Elle tressaillit. Il lui sembla que le temps des calculs était à tout jamais passé. Ils l’avaient d’ailleurs trompée, tous ses beaux calculs. Elle eut l’impression qu’elle était dans une minute fatidique, espérée de toute éternité, stupidement ajournée parce qu’il lui avait plu d’attendre autre chose… Mais l’expérience était accomplie maintenant et manquée. Soit. Le retour de Léon, c’était la fin d’une destinée, le commencement d’une autre. Elle rentrait dans la vie naturelle, avec celui-ci, — qui était son pareil.
— C’est toi, toi seul, que j’ai toujours aimé, lui répondit-elle.

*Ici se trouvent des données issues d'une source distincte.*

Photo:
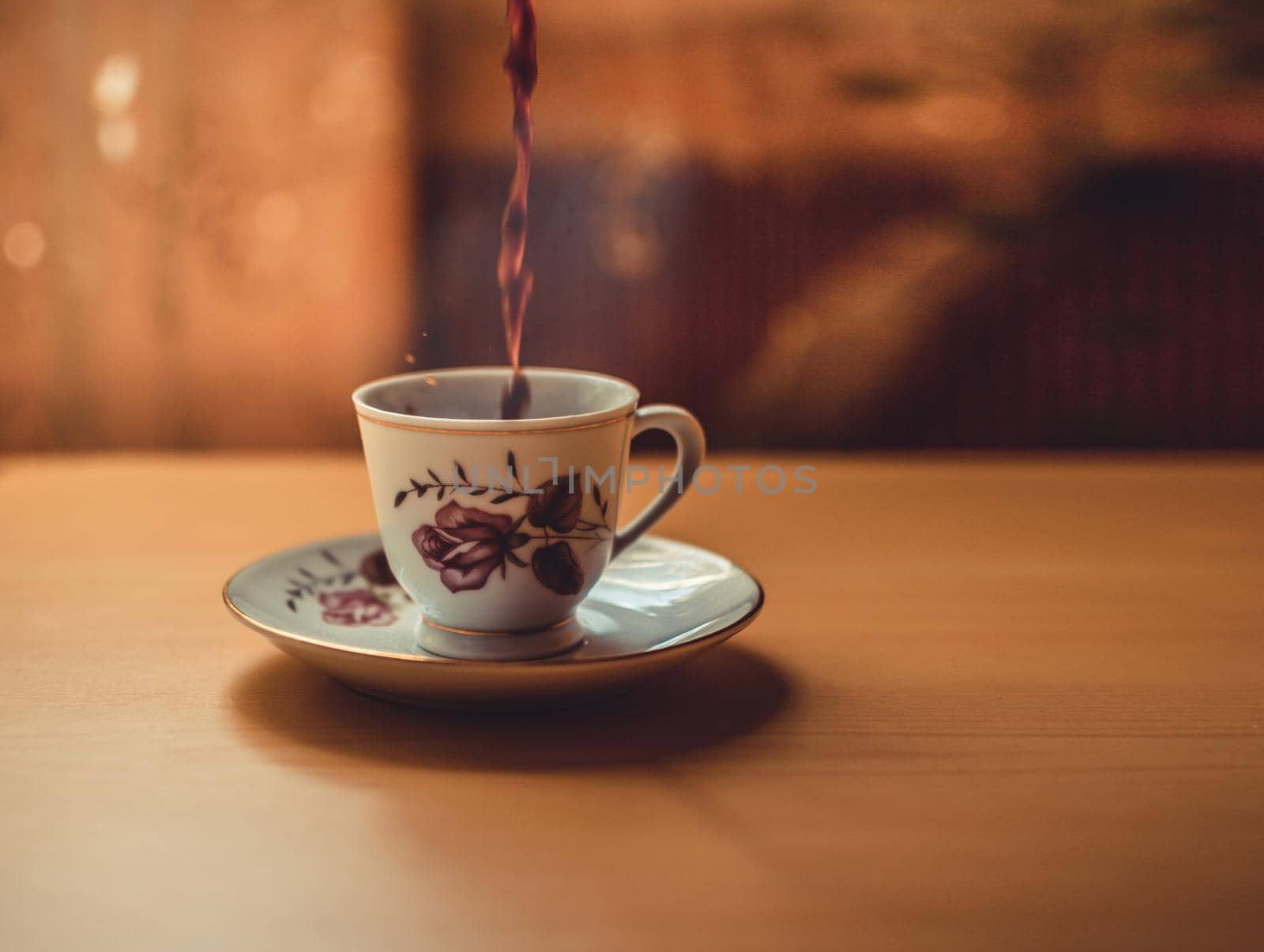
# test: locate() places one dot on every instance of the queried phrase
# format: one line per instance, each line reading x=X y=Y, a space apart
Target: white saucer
x=660 y=604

Sa voix, à elle aussi, avait un son grave. Ils se rencontraient dans des profondeurs, et leurs voix retentissaient autrement, à leur oreille comme dans leur cœur ; elles prenaient quelque chose du mystère d’en-dessous.
Il sentit qu’elle était à lui. Il l’embrassa dans une longue étreinte. Pour la première fois de sa vie, elle sentit qu’elle s’abandonnait. Elle trouva cela délicieux, — au moins de nouveauté.
Lui, en pleine jeunesse, sentit jaillir, gronder et rouler en lui un grand torrent de désirs longtemps contenus… Vivre est bon, — mais revivre ! Et il revivait. Il oubliait tout le reste. Il prenait de sa force une conscience nouvelle. Pour elle, pour leur amour, pour s’assurer à jamais le recommencement de cette ivresse, de ce bonheur d’oubli, il était de taille à conquérir le monde perdu.
— Alors, fit-il, partons !
Il comprenait que s’il la laissait ici, on ne lui permettrait plus jamais de la revoir ; tout s’y opposerait. Il avait bien vu que la porte de cette maison était défendue contre lui. Cette heure unique ne pouvait suffire. Il fallait partir !
— Quand tu voudras, dit-elle. Où me mènes-tu ?
Il la croyait plus grande qu’elle n’était, et il répondit :
— Je ne sais pas. Partons d’abord. Nous verrons après, demain, plus tard.